Project description:The C-REPEAT-BINDING FACTOR (CBF) pathway has important roles in plant responses to cold stress. Previous research documented that constitutively expressed upstream transcription factors are activated by cold stress to induce the expression of CBF genes and the resulting CBF proteins trigger the expression of downstream cold responsive genes that confer freezing tolerance. In the present study, we found that dysfunction of RNA-DIRECTED DNA METHYLATION 4 (RDM4), which encodes a protein that associates with RNA polymerases Pol IV and Pol V as well as Pol II, and is required for RNA-directed DNA methylation (RdDM) and proper plant development in Arabidopsis, reduced chilling and freezing tolerance in Arabidopsis as evidenced by decreased survival and increased electrolyte leakage under cold stress conditions. CBFs and CBF regulon genes were down-regulated in rdm4 but not nrpe1 (the largest subunit of PolV) mutant plants, suggesting that the role of RDM4 in cold stress responses is independent of the RdDM pathway.

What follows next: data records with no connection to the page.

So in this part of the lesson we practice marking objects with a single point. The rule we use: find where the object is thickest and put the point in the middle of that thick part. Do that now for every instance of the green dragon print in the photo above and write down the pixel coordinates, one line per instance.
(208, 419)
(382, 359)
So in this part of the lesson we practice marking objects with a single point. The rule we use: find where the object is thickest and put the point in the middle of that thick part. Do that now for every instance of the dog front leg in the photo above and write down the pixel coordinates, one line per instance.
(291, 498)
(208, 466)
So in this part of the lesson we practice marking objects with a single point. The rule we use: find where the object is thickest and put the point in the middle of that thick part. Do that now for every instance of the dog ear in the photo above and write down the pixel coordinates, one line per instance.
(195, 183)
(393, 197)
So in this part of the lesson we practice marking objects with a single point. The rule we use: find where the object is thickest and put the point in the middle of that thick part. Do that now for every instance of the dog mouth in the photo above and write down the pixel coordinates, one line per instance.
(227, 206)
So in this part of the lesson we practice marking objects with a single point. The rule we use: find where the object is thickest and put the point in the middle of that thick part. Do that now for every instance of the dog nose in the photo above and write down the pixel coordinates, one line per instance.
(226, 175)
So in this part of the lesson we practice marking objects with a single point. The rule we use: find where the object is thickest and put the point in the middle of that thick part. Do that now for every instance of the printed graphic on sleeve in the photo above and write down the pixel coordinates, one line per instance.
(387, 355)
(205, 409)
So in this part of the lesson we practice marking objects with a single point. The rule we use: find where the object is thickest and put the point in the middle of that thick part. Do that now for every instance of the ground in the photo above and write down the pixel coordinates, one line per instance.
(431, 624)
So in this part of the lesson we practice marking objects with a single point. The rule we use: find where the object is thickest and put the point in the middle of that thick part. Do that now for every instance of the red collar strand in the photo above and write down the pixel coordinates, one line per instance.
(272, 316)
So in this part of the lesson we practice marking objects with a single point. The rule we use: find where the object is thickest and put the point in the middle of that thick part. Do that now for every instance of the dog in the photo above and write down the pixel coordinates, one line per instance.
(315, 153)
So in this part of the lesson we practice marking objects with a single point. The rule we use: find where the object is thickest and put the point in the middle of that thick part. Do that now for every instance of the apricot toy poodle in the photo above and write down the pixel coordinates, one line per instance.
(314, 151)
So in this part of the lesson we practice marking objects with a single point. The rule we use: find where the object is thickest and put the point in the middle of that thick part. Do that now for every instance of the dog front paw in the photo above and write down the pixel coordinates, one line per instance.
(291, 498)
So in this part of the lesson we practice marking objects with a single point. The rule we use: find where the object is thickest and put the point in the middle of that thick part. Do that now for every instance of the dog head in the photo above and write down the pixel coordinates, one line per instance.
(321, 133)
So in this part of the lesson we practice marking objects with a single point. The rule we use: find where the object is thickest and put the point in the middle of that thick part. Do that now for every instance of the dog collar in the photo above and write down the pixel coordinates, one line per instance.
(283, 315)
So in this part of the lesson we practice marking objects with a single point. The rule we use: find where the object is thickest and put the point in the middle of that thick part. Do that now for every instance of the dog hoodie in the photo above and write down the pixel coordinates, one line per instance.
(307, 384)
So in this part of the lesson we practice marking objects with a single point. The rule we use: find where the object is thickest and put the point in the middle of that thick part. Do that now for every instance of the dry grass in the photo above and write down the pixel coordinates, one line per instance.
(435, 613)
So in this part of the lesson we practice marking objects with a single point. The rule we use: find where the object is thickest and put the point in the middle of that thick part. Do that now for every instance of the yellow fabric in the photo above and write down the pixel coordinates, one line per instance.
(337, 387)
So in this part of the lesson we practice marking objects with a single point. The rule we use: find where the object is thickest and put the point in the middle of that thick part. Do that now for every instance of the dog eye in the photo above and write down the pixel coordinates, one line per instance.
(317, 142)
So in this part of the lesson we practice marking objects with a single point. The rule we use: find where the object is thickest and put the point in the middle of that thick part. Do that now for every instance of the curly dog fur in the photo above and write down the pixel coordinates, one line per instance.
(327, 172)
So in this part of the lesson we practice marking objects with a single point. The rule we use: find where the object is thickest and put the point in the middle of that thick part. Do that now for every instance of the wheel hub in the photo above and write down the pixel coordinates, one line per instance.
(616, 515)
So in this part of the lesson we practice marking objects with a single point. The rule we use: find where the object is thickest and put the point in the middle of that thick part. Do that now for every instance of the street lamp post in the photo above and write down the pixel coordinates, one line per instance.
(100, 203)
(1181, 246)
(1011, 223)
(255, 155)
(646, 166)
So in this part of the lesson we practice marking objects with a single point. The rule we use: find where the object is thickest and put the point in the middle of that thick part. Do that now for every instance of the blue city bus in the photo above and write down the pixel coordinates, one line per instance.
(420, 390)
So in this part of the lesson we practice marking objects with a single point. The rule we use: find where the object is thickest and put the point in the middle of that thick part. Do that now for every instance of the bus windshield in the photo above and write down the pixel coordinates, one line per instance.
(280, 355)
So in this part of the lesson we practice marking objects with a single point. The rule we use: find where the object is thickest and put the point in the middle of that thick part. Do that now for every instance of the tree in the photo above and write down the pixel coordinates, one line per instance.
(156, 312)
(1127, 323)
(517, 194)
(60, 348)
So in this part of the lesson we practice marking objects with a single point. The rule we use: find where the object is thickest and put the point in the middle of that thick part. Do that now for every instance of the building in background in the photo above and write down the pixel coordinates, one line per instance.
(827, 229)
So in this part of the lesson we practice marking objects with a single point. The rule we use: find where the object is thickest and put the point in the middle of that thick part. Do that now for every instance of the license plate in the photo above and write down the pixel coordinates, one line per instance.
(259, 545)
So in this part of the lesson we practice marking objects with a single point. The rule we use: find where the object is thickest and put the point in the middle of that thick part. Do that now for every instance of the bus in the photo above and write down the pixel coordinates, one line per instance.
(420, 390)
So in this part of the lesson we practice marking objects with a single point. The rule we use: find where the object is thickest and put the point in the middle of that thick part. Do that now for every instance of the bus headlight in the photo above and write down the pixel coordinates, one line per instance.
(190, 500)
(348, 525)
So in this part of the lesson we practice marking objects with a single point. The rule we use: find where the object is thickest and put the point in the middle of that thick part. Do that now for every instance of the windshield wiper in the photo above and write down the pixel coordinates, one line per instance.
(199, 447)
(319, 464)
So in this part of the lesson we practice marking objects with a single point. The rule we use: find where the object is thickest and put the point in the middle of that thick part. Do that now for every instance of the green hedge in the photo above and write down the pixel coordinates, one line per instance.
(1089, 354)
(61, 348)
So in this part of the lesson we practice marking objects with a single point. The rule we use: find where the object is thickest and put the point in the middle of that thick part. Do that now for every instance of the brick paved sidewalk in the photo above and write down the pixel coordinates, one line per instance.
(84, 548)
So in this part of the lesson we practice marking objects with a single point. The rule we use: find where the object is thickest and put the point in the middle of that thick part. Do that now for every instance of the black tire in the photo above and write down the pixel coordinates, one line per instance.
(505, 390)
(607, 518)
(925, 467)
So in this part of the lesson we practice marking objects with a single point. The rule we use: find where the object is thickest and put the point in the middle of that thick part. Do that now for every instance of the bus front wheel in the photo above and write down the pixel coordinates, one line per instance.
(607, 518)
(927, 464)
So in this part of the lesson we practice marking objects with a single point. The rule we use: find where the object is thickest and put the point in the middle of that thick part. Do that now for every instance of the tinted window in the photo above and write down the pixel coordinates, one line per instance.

Overexpression of RDM4 increased the expression of CBFs and CBF regulon genes and decreased cold-induced membrane injury. The rdm4 mutants exhibited decreased antioxidant enzyme activities and increased accumulation of reactive oxygen species. Microarray analysis indicated that a great proportion of genes affected by rdm4 overlapped with those affected by CBF2 and CBF3 in Arabidopsis. Chromatin immunoprecipitation (ChIP) results suggested that RDM4 is important for Pol II occupancy at the promoters of CBF genes but not the promoters of up-stream regulators of CBFs. Together, these data indicate that RDM4 acts as a component of a Pol II transcription complex that regulates CBF gene expression and cold stress resistance in Arabidopsis. Two-week-old seedlings of 35S::RDM4 and Col WT plant were subjected to chilling treatment for 0, 3, and 48 h treatments.Plant materials were then collected for RNA extraction.